I am trying to use the Laravel's Rule\Password::defaults($callback) to add validation rules for registering users.
As per documentation of the defaults function:
Set the default callback to be used for determining a password's default rules. If no arguments are passed, the default password rule configuration will be returned.
Logging the $callback from Password:defaults returns an instance of itsself (Rules\Password) with the min variable set correctly to 4 (instead of default 8). However, at registration, a password with one character passes and the user is registered.
My code in RegisteredUserController looks like this
$request->validate([
'name' => 'required|string|max:255',
'email' => 'required|string|email|max:255|unique:users',
'password' => ['required', 'confirmed', Rules\Password::defaults(
Rules\Password::min(4)->uncompromised()->mixedCase()->numbers()->symbols()
)
]
]);
Now, I know a few ways to workaround and actually have this done, like:
- using the AppServiceProvider::boot() method I can change the defaults, and that actually works.
- passing the password param like so 'required|confirmed|min:4' also works.

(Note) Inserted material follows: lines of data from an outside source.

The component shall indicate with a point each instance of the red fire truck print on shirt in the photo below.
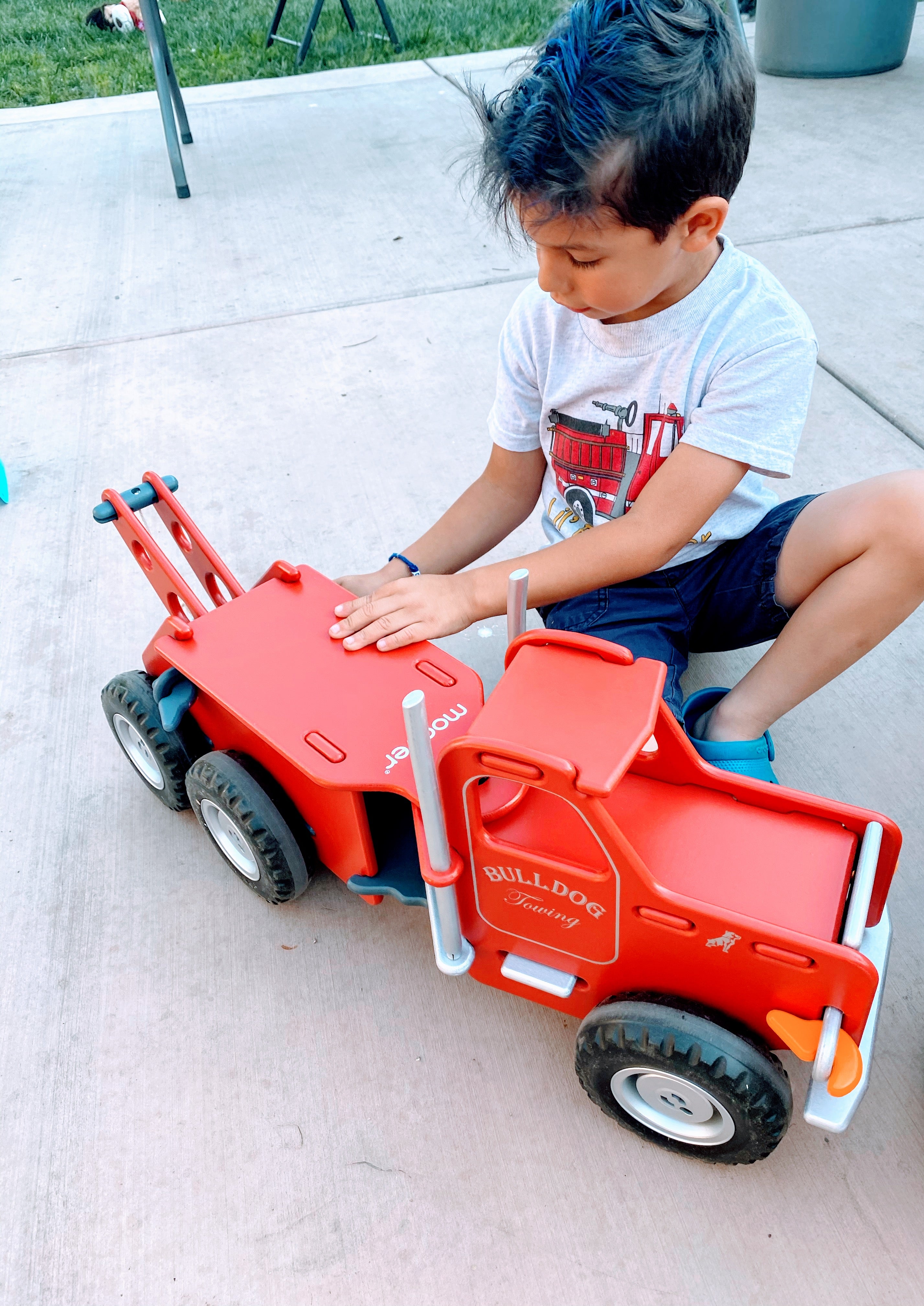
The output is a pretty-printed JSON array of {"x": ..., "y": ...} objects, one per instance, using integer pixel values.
[{"x": 601, "y": 469}]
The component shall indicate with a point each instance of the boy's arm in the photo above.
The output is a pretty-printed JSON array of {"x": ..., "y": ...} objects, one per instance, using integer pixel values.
[
  {"x": 500, "y": 501},
  {"x": 679, "y": 498}
]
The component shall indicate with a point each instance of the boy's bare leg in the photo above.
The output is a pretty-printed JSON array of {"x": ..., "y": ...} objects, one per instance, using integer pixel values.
[{"x": 853, "y": 568}]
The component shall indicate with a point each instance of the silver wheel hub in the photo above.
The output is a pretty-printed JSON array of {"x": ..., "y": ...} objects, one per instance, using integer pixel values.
[
  {"x": 673, "y": 1107},
  {"x": 139, "y": 751},
  {"x": 230, "y": 839}
]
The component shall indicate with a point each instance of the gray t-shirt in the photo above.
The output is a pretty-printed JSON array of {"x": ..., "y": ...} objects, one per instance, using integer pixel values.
[{"x": 729, "y": 369}]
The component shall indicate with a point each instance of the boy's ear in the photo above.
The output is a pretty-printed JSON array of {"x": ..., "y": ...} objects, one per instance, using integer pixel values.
[{"x": 703, "y": 223}]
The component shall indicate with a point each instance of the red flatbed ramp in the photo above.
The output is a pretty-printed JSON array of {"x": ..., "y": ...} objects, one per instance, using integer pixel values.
[{"x": 268, "y": 659}]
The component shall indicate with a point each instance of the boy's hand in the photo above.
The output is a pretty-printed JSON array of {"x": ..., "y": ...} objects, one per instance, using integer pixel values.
[
  {"x": 370, "y": 583},
  {"x": 405, "y": 612}
]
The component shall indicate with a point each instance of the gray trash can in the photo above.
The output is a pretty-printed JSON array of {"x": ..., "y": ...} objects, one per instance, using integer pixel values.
[{"x": 832, "y": 38}]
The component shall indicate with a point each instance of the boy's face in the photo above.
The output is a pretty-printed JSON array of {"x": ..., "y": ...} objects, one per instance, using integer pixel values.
[{"x": 603, "y": 269}]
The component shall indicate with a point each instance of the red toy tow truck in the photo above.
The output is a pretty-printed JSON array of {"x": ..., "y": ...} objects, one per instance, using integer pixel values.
[{"x": 571, "y": 845}]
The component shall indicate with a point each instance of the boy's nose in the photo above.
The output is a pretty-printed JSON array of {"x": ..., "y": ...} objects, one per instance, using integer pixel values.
[{"x": 553, "y": 273}]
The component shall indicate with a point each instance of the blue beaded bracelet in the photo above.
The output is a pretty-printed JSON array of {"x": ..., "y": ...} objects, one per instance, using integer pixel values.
[{"x": 413, "y": 567}]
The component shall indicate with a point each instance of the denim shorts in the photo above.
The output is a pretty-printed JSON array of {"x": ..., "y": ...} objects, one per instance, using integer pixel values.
[{"x": 722, "y": 601}]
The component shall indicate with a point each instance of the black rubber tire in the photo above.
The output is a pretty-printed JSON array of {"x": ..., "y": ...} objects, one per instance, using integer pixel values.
[
  {"x": 688, "y": 1041},
  {"x": 247, "y": 795},
  {"x": 131, "y": 697}
]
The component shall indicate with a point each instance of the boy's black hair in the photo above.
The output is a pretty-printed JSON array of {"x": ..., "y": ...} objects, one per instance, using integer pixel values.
[
  {"x": 637, "y": 106},
  {"x": 98, "y": 19}
]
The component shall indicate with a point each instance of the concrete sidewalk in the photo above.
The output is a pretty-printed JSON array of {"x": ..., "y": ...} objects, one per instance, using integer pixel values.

- passing directly Rules\Password::min(4)->other_validation() also works
But this is not the point. I want to know why I don't get the expected behavior from the defaults function from the RegisteredUserController.
Why does the Rules\Password::defaults($callback) not set the specified validation rules from the $callback)?
Expected behavior: Do not allow users to set passwords with length < 4.
Unexpected behavior: Users can set passwords of any length.
Note: I have also tried with a closure that returns the rules. Same unexpected behavior.